A Method of Measuring the Cushioning Quality of Tires 270021
TIRES of high shock-absorbing capacity greatly reduce the blows delivered to roadways by heavy vehicles and the reactions on the vehicles; they also absorb most effectively the shocks in a vertical direction that are the cause of the greatest discomfort to passengers. With a view to making a laboratory study of these shock-absorbing properties of tires, an instrument called a bounce-recorder has been devised and is described. This instrument records the paths followed by tires in passing over obstacles placed in their way. From these records, the vertical acceleration of a tire at any point of its flight can be determined, the purpose of doing so being twofold, namely, to develop an accurate and fairly rapid means of ascertaining the relative shock-absorbing capacities of tires by the acceleration method and to find out whether load-deflection tests made on the Olsen testing-machine could be used for the same purpose.
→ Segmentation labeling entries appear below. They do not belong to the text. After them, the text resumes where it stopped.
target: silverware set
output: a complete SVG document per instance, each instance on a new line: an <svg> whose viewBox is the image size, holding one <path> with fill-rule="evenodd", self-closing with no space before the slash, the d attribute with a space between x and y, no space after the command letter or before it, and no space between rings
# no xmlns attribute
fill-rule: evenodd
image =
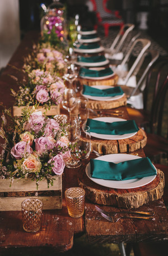
<svg viewBox="0 0 168 256"><path fill-rule="evenodd" d="M111 222L116 222L119 220L121 218L134 218L137 220L153 220L153 216L155 214L154 212L140 212L140 211L122 211L119 212L106 212L106 211L102 210L97 206L95 205L96 209L100 212L101 216L110 221ZM120 214L140 214L141 216L120 216Z"/></svg>
<svg viewBox="0 0 168 256"><path fill-rule="evenodd" d="M92 109L89 108L89 111L97 117L107 116L123 116L124 111L122 110L111 110L111 109ZM108 114L107 114L108 113Z"/></svg>

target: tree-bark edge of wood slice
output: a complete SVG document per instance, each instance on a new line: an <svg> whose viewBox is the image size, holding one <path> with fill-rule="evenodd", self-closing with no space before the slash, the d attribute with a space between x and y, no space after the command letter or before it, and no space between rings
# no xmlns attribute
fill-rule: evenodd
<svg viewBox="0 0 168 256"><path fill-rule="evenodd" d="M164 194L164 174L159 169L157 170L157 176L151 182L130 189L110 189L99 185L89 179L85 170L81 171L78 180L79 186L85 190L86 198L94 203L137 208L151 201L160 199Z"/></svg>
<svg viewBox="0 0 168 256"><path fill-rule="evenodd" d="M88 107L92 109L111 109L127 104L125 94L122 98L115 100L88 100Z"/></svg>
<svg viewBox="0 0 168 256"><path fill-rule="evenodd" d="M144 148L147 139L146 132L142 129L132 137L122 140L103 140L91 137L91 149L103 154L130 153Z"/></svg>

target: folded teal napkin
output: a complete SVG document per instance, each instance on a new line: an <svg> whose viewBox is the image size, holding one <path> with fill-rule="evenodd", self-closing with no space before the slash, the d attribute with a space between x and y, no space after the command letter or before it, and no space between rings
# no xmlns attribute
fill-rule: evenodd
<svg viewBox="0 0 168 256"><path fill-rule="evenodd" d="M82 28L81 31L86 32L86 31L92 31L94 30L94 28Z"/></svg>
<svg viewBox="0 0 168 256"><path fill-rule="evenodd" d="M92 177L110 180L126 180L156 175L157 171L148 157L114 163L91 159Z"/></svg>
<svg viewBox="0 0 168 256"><path fill-rule="evenodd" d="M81 39L92 39L97 37L97 34L92 34L91 35L82 35Z"/></svg>
<svg viewBox="0 0 168 256"><path fill-rule="evenodd" d="M100 47L100 45L97 43L91 43L88 44L81 44L79 49L97 49Z"/></svg>
<svg viewBox="0 0 168 256"><path fill-rule="evenodd" d="M90 127L91 132L110 135L129 134L139 130L134 120L110 123L88 118L86 125Z"/></svg>
<svg viewBox="0 0 168 256"><path fill-rule="evenodd" d="M120 86L111 87L111 88L100 89L94 88L88 85L83 85L82 94L90 95L90 96L96 96L99 97L114 97L118 95L122 95L124 92Z"/></svg>
<svg viewBox="0 0 168 256"><path fill-rule="evenodd" d="M80 76L89 76L90 77L101 77L101 76L113 75L113 71L110 67L107 67L101 70L92 70L85 67L81 67L80 70Z"/></svg>
<svg viewBox="0 0 168 256"><path fill-rule="evenodd" d="M106 59L104 55L99 56L92 56L92 57L83 57L78 56L78 61L80 62L101 62L106 61Z"/></svg>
The details of construction and method of operation of the bounce-recorder are described, the manner of analyzing the results of the tests is explained, and curves are plotted to visualize these results. Inasmuch as the tests showed that for all practical purposes the initial vertical acceleration is a fair indicator of the cushioning quality of a tire, a short method was adopted which was far less laborious than the double differentiation method originally used, yet was sufficiently accurate to classify tires in the order of their shock-absorbing capacities; this method is also explained. With regard to the relative value of static and dynamic tests as a means of determining the comparative shock-absorbing capacities of tires, the conclusion is reached that whenever any two tires designed for the same service and differing slightly in road quality are tested, the static and the dynamic tests always distinguish these capacities in the same order.